Sultan Hamengku Buwono (HB) IX dilahirkan lahir di Yogyakarta, 12 April 1912. Nama lahirnya bertajuk Gusti Raden Mas Dorodjatun di Ngasem. Dia merupakan putra Sri Sultan Hamengkubuwana VIII dan permaisurinya Kangjeng Raden Ayu Adipati Anom Hamengkunegara.
Sebagai putra raja, pendidikannya jelas sangat mumpuni. Sewaktu kecil dia bersekolah di Europeesche Lagere School (sekolah dasar yang diperuntukkan bagi orang Eropa dan kaum elit) di Yogyakarta. Kemudian beranjak ke Hoogere Burgerschool di Semarang, dan Hoogere Burgerschool te Bandoeng – HBS Bandung. Pada 1930-an ia pergi kuliah ke luar negeri di Rijkuniversiteit (sekarang Universiteit Leiden), Belanda.

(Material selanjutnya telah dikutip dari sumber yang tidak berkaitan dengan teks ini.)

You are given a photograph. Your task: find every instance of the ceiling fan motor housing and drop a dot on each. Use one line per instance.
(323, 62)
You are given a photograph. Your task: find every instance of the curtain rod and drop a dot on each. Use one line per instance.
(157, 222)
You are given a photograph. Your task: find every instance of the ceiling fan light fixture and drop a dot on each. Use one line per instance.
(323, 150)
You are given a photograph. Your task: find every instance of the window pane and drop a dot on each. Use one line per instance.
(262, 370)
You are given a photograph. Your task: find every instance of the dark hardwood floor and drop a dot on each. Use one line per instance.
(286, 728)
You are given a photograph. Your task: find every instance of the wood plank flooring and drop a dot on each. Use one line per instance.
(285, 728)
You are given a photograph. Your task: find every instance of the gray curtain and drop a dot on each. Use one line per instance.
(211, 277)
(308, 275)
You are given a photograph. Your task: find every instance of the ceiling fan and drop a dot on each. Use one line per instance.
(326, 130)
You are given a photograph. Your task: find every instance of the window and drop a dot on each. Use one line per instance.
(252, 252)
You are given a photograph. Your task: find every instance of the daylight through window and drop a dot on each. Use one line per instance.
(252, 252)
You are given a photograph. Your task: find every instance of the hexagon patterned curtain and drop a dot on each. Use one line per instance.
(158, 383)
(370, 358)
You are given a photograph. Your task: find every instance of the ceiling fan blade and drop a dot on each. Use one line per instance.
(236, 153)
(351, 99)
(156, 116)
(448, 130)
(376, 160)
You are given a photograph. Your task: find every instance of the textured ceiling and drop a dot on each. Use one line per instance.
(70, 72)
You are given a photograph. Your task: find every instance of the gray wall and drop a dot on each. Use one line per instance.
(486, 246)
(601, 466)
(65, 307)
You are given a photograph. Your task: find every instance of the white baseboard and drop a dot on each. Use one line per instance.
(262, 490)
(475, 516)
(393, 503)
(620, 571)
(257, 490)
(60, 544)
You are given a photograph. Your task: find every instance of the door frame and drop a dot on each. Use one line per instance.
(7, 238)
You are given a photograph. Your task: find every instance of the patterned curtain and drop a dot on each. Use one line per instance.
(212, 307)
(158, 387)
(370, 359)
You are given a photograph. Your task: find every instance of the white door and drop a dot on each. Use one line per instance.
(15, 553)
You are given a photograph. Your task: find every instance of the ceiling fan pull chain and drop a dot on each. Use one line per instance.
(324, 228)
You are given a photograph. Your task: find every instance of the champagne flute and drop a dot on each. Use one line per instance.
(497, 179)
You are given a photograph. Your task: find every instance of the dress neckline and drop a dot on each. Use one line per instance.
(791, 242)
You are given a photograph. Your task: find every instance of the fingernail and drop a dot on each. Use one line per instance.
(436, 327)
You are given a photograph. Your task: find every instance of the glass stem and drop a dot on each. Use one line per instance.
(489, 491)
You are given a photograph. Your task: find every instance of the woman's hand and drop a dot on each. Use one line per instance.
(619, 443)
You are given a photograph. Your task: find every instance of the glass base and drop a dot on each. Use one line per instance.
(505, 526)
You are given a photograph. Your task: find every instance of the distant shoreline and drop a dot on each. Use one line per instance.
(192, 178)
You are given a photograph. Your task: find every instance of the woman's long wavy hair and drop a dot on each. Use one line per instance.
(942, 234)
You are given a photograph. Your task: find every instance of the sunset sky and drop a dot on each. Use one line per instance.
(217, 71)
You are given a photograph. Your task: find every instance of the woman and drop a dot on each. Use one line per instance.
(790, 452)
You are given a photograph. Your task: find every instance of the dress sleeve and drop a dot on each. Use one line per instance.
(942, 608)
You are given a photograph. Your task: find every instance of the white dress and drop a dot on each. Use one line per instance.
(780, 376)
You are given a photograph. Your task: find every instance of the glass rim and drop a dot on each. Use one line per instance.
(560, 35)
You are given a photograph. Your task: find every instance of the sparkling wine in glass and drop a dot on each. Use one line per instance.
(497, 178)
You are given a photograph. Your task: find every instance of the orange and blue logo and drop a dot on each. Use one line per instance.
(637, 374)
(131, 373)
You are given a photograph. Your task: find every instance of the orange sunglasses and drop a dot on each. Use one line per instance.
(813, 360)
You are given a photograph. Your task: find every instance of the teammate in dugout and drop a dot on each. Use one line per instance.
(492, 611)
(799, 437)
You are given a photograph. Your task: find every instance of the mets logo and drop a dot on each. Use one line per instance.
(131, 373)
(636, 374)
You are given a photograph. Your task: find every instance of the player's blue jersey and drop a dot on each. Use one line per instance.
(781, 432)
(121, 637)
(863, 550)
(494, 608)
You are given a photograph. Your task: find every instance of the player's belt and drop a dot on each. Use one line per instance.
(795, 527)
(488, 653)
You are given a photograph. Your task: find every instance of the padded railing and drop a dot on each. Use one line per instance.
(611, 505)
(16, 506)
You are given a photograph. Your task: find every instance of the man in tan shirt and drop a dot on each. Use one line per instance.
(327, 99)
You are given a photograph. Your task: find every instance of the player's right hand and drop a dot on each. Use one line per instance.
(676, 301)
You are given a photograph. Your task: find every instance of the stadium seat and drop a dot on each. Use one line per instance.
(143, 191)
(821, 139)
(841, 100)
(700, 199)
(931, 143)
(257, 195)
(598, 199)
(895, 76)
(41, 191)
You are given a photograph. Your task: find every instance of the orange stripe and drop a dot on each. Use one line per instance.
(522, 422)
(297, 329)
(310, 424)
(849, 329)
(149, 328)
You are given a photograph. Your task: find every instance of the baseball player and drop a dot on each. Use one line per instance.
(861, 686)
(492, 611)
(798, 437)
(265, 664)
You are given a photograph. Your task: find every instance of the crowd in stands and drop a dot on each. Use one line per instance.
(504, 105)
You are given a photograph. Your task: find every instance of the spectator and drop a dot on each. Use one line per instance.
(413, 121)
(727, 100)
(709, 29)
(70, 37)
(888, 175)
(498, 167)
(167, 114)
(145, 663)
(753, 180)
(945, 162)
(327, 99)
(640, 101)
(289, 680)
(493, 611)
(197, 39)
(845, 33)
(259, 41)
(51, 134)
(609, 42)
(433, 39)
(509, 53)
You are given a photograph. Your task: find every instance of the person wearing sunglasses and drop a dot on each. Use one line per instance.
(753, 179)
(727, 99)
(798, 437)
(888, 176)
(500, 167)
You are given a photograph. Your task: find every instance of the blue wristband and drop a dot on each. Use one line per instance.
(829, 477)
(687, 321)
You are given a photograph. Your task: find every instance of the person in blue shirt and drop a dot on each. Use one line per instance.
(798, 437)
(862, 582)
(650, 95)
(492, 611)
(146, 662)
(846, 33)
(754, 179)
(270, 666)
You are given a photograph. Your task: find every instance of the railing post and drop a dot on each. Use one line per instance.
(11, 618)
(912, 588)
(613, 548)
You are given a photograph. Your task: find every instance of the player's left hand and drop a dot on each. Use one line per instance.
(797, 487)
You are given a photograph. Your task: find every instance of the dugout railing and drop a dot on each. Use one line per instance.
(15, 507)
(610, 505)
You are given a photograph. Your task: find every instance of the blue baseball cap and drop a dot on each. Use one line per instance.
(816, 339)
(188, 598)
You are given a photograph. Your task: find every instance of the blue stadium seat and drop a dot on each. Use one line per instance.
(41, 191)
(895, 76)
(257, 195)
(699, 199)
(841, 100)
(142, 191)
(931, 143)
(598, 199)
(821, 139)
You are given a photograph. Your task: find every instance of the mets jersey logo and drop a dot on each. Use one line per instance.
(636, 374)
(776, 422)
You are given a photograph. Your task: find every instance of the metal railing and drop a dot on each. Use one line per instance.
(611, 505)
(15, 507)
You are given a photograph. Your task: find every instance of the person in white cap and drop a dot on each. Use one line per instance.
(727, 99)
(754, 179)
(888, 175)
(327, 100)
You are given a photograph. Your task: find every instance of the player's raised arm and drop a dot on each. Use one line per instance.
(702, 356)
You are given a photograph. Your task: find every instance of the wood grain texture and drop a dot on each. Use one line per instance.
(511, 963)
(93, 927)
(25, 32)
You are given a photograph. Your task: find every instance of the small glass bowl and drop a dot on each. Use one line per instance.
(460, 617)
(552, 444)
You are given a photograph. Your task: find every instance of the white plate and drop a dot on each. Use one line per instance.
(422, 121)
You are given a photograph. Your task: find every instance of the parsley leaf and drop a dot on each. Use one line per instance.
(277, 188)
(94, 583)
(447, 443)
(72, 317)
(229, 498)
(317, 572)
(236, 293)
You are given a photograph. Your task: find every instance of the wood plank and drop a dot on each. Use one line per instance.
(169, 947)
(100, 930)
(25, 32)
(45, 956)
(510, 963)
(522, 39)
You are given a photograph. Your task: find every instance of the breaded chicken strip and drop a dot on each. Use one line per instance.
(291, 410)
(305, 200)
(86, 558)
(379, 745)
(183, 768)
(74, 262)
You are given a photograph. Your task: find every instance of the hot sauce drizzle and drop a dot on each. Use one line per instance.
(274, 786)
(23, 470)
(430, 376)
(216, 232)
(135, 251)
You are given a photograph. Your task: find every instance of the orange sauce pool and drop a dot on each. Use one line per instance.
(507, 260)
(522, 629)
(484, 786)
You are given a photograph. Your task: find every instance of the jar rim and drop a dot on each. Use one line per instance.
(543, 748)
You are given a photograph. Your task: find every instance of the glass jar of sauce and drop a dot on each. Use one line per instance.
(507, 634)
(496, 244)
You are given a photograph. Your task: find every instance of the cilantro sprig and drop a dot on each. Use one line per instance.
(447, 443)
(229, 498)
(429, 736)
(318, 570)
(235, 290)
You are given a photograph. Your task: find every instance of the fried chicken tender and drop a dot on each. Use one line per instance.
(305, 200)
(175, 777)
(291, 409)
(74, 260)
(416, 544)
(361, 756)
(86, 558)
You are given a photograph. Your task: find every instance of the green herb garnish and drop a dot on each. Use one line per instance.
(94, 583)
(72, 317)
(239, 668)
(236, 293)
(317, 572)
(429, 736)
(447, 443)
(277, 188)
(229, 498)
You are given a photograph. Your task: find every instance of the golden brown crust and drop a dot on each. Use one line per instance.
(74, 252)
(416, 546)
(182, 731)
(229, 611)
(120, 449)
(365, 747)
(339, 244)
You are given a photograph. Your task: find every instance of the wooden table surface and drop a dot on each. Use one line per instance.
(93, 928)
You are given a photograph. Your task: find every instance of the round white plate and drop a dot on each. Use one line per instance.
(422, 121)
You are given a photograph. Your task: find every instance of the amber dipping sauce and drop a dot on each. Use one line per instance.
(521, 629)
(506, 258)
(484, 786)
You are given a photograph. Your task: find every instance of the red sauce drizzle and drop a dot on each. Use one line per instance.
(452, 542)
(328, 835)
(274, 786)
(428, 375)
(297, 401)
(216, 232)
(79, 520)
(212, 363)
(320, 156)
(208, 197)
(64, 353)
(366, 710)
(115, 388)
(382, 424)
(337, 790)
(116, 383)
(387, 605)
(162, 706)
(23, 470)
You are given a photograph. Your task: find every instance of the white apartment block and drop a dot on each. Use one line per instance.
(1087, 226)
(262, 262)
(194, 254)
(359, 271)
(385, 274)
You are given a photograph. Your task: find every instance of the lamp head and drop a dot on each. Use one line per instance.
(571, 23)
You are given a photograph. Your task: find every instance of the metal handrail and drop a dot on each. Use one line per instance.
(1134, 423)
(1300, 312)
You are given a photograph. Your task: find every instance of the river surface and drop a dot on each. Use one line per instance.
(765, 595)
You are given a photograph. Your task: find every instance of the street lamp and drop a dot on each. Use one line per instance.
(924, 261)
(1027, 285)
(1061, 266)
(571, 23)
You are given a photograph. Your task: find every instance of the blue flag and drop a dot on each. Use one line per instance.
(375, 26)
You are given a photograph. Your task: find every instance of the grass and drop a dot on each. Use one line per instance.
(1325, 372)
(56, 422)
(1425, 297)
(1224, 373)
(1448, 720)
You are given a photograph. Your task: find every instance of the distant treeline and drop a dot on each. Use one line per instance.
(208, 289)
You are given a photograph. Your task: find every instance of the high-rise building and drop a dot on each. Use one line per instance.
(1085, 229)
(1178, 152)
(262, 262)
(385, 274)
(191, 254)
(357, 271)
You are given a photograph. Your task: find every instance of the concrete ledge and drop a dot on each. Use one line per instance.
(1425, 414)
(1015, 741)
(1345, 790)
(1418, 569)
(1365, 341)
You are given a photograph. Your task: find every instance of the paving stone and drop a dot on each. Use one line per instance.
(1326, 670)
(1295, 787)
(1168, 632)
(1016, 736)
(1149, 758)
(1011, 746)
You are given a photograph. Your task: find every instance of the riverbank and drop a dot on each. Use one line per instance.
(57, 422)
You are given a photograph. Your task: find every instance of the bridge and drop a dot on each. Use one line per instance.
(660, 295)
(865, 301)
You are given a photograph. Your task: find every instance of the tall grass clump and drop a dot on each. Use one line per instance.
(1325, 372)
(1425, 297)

Sewaktu naik tahta, gelarnya cukup panjang: Ngarsa Dalem Sampeyan Dalem Ingkang Sinuwun Kangjeng Sultan Hamengkubuwana Senapati-ing-Ngalaga Abdurrahman Sayidin Panatagama Kalifatullah ingkang Jumeneng Kaping Sanga ing Ngayogyakarta Hadiningrat. Pengaruh Islam yang kuat di kesultanan Yogyakarta jelas tergambar dari gelar itu.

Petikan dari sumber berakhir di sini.